The man who was selling the bottles of medicine, after telling the people how much good it would do them, had stopped to let the boy traveling with him play the banjo.

There are, or there used to be, many such traveling medicine shows. Sometimes there would be a whole troop of Indians, some real and some make-believe, that would be engaged by the seller of the medicine. He would have the Indians do some of their queer dances and then, when a crowd had collected, he would sell some medicine—maybe some he said the Indians made themselves.

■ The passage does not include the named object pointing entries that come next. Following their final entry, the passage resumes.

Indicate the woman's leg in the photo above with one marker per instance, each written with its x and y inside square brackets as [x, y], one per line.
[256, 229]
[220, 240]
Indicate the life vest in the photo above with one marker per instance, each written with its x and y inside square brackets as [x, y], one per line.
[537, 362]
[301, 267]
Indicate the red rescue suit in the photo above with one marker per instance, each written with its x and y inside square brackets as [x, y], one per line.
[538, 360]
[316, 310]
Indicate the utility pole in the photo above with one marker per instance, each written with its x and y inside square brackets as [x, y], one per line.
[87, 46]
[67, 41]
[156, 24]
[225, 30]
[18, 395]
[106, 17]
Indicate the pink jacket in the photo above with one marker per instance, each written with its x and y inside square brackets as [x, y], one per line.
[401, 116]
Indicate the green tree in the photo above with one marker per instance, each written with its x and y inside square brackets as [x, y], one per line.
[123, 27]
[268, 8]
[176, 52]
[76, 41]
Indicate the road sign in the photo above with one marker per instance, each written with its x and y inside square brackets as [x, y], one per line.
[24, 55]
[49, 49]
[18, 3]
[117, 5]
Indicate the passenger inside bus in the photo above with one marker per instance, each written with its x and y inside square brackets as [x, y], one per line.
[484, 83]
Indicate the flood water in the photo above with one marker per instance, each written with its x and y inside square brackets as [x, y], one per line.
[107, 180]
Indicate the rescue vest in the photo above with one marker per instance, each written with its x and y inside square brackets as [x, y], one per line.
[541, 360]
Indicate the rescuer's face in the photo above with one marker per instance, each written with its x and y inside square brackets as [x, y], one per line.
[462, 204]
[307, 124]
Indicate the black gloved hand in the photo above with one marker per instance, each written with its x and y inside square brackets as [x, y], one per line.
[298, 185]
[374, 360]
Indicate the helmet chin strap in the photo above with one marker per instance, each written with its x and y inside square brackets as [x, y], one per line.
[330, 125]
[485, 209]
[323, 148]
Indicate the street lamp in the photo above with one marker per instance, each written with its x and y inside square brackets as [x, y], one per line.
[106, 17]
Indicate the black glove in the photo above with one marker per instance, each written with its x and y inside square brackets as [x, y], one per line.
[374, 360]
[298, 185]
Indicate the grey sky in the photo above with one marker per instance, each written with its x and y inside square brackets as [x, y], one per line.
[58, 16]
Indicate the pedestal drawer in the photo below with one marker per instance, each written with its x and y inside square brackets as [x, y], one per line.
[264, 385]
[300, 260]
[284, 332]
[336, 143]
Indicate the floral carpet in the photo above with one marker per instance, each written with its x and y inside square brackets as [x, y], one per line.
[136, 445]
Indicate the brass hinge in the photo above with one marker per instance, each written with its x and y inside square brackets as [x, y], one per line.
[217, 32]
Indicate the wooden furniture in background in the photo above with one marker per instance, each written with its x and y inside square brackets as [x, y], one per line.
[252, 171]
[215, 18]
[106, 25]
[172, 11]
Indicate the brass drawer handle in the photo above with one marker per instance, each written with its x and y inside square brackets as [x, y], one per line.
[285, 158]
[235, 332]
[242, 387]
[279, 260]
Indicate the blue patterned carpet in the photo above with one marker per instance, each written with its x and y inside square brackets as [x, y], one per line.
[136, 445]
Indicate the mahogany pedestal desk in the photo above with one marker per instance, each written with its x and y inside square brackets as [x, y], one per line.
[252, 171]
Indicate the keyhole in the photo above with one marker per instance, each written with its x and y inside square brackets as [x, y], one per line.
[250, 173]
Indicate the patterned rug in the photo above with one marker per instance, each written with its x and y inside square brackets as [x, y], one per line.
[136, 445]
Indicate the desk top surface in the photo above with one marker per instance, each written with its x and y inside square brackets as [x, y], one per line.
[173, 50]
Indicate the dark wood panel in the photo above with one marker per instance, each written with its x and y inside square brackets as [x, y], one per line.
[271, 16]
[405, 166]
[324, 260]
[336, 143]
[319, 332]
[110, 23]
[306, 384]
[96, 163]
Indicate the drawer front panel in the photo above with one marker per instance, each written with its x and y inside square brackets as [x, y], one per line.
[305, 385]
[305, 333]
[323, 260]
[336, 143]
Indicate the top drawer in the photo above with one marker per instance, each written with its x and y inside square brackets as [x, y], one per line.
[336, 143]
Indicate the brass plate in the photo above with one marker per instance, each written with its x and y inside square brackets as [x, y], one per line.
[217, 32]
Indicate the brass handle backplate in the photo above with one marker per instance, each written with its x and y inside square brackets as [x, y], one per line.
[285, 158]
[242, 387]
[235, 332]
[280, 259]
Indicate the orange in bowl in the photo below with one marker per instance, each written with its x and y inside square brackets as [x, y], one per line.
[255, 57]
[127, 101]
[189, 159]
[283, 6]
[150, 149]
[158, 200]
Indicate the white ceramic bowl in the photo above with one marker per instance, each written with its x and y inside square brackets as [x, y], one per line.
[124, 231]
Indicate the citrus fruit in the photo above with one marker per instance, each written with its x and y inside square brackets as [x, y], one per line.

Another medicine seller would go about with a gaily painted wagon, carrying a cornet player, a singer or a banjoist to attract a crowd. And when the men and women were gathered about the end of the wagon, which had a broad platform on the end and a flaring gasolene torch at night, the man would tell about his medicine and sell all he could.

This traveling medicine show which Bunny Brown and his Sister Sue saw was like those. And, just as the Browns reached the place in the village square where the torch on the wagon was burning, the man had finished selling a large number of bottles of medicine. It was about time he amused the crowd again, he thought. So he called in a loud voice:

"Now, ladies and gentlemen, while I am getting out of my storeroom some more bottles of my wonderful medicine that will cure all your pains and aches, I will have my friend here, Professor Rombodno Prosondo entertain you on his magical banjo. Professor Rombodno Prosondo, I might say, is the most wonderful player on the banjo you have ever heard. He has traveled all over the world and played in every country. Professor, you will now oblige!"

Of course what the medicine man said about the banjo player was only a joke, and the people knew that. He was not a professor at all. But he was a good banjo player and a singer, and Bunny and Sue were delighted with the music. The songs, too, were funny.

"He sings like a real colored boy," said Sue.

"Maybe he is," her father observed.

"Yes, and maybe he's only blacked up, like most of them," suggested Mrs.